Football: Myanmar fans get fleeting glimpse of Foxes

Leicester City's Australian goalkeeper Mark Schwarzer (right), midfielder Matty James (centre) and their teammates during their visit to the holy Shwedagon pagoda in Yangon, Myanmar, on May 22, 2016. PHOTO: EPA

YANGON (AFP) - Myanmar football fans flocked on Sunday (May 22) to see newly crowned English Premier League champions Leicester City as they made a whirlwind visit to Yangon and took in the city's stunning Shwedagon Pagoda.

The Foxes, who have spent a week soaking up the adulation of a growing Thai fanbase, were greeted with a cascade of selfies at Yangon airport before they were whisked away for a brief tour of the Shwedagon, which contains relics from the Buddha.

Italian manager Claudio Ranieri, his hands clasped in respect, knelt alongside Leicester's Thai owner, billionaire Vichai Srivaddhanaprabha, and several players in front of the glittering pagoda that soars over Yangon's skyline.

Duty free magnate Vichai is a devout Buddhist renowned for his deeply superstitious approach to club affairs.

During Leicester's odds-defying title-winning season Vichai repeatedly flew Thai monks to the British city to bless the team and stadium.

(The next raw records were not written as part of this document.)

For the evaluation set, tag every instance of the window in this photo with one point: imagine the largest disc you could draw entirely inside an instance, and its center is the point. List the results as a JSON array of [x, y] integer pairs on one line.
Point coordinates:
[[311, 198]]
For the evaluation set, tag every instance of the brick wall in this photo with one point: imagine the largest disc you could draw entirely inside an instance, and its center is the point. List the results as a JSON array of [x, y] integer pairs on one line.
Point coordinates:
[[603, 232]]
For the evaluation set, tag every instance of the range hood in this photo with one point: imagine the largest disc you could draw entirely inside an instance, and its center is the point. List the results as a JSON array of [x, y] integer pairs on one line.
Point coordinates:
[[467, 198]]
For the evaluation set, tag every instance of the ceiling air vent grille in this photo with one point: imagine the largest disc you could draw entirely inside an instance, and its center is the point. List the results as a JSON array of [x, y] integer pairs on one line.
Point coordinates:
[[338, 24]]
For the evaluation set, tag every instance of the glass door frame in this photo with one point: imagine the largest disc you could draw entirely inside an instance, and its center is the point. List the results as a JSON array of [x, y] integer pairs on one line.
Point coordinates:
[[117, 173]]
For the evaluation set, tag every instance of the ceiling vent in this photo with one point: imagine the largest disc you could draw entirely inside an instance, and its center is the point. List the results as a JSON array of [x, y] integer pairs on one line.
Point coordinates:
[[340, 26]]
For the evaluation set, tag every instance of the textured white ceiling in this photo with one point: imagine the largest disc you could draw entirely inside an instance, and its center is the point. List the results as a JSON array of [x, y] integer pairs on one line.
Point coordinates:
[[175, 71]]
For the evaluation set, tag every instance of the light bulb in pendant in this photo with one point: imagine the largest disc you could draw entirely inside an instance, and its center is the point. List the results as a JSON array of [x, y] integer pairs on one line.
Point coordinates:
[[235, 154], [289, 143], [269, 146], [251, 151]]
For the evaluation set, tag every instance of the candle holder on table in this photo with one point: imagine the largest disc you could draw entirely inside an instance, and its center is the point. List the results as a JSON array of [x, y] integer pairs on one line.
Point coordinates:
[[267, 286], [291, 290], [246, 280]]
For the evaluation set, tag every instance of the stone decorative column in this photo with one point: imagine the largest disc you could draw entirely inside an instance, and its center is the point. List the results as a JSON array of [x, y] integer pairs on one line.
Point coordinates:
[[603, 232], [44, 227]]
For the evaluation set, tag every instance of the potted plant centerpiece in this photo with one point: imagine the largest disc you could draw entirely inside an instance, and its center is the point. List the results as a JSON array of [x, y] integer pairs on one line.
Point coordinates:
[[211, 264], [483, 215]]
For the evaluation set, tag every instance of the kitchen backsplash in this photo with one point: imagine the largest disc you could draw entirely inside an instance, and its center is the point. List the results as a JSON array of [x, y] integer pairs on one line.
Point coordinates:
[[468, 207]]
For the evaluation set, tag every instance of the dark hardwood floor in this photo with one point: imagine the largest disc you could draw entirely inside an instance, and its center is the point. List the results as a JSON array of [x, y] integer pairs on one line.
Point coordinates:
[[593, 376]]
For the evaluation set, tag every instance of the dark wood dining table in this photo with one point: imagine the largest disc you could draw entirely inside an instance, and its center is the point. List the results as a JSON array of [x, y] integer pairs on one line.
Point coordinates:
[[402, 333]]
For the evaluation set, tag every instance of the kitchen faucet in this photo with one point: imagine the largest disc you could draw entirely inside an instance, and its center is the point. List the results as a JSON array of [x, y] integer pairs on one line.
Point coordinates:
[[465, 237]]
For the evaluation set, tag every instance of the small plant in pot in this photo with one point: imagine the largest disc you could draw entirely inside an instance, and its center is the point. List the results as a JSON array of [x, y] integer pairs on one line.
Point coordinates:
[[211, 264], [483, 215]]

The club have attracted new fans across Asia since their 5,000-1 outsider title win, even winning over some supporters from traditional regional favourites Manchester United.

"All football fans like Leicester because they tried very hard and gave the best they had," Chan Myae Ko Ko Lwin, who is organising a fans' welcoming party, told AFP.

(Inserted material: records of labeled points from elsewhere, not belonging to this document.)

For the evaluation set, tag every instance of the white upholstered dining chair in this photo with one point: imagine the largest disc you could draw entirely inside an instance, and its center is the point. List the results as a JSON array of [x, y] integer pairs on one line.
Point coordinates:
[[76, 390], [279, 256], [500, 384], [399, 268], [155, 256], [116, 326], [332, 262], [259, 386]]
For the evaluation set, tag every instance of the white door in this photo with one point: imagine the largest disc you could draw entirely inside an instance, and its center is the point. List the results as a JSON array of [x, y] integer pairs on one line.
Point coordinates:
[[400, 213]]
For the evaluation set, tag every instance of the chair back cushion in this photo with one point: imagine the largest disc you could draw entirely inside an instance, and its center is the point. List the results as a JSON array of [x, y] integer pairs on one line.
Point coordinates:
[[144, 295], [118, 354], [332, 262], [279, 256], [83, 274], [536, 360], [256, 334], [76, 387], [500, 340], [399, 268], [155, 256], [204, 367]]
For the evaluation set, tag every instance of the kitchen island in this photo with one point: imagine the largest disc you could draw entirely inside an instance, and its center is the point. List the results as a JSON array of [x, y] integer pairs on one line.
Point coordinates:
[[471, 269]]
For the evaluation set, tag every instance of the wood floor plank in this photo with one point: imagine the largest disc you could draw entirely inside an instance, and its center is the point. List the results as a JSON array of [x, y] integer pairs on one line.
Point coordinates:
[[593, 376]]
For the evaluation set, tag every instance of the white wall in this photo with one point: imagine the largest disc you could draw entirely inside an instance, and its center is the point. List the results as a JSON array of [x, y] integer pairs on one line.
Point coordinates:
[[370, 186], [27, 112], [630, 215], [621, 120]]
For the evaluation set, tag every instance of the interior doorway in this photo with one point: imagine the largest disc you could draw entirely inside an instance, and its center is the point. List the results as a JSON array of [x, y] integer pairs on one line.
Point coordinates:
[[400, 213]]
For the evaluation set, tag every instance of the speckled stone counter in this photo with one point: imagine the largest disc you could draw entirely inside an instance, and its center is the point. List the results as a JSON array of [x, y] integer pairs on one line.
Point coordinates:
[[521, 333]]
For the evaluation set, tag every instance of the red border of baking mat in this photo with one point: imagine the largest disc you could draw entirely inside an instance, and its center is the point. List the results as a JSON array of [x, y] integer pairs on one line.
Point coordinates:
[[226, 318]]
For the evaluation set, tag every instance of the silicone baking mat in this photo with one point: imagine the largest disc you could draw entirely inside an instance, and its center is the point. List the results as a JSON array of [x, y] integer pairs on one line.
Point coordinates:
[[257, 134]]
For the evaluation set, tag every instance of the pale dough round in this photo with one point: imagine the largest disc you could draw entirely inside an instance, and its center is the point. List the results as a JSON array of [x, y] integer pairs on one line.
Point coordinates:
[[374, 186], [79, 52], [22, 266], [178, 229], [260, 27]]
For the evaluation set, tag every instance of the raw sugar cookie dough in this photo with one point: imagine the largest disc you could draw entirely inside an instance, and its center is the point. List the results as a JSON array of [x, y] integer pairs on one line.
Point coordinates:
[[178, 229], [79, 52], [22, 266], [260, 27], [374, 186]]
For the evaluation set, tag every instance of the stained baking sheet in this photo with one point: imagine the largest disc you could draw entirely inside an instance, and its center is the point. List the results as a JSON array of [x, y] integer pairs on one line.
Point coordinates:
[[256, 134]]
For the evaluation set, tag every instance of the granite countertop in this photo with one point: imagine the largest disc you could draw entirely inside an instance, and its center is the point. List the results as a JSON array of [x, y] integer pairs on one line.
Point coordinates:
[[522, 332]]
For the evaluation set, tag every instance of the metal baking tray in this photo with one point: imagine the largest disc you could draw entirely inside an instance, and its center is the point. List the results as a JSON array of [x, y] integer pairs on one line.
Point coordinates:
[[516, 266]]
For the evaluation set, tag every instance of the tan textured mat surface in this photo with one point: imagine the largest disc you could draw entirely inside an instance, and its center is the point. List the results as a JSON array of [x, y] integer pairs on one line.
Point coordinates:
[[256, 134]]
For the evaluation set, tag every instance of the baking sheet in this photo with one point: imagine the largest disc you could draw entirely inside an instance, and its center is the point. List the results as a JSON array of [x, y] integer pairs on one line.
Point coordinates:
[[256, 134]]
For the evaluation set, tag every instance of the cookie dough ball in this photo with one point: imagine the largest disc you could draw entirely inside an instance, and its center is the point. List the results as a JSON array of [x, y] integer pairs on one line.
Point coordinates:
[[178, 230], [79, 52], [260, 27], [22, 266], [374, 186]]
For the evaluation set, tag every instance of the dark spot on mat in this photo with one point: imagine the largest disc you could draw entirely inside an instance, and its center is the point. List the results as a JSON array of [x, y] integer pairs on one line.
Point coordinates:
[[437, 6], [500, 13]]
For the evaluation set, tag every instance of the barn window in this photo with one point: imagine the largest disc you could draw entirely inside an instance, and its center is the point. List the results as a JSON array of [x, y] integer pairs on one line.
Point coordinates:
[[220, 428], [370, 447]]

Supporters, some wearing football strips, swarmed around members of the team, taking selfies with the players as they walked around Shwedagon's towering golden spire.

For 11-year-old Ye Yint Htet, among the scores who had waited patiently at the pagoda, his new loyalty to the once unheralded side stemmed from their name.

"Foxes follow their prey in a group. Likewise, Leicester play in a group," he said.

Myanmar is football-mad like much of Southeast Asia.

It was once a regional soccer powerhouse but football struggled for a time, like all other sports, under military rule.

The domestic league was however rebooted under General Than Shwe, who was head of state from 1992 to 2011. He is believed to have ordered mega-rich businessmen, who made fortunes under the junta, to stump up millions of dollars for new teams.

Those teams now play in an increasingly competitive Myanmar National League.

Elections last November ushered in the first civilian government for almost half a century.

But the football federation is still led by a media-friendly army "crony" called Zaw Zaw, who forged a mining, banking and hotel empire under the former junta.

In Thailand, Leicester held several promotional events, capped by an open-top bus parade - complete with the Premier League trophy - through central Bangkok on Thursday that drew thousands of curious bystanders.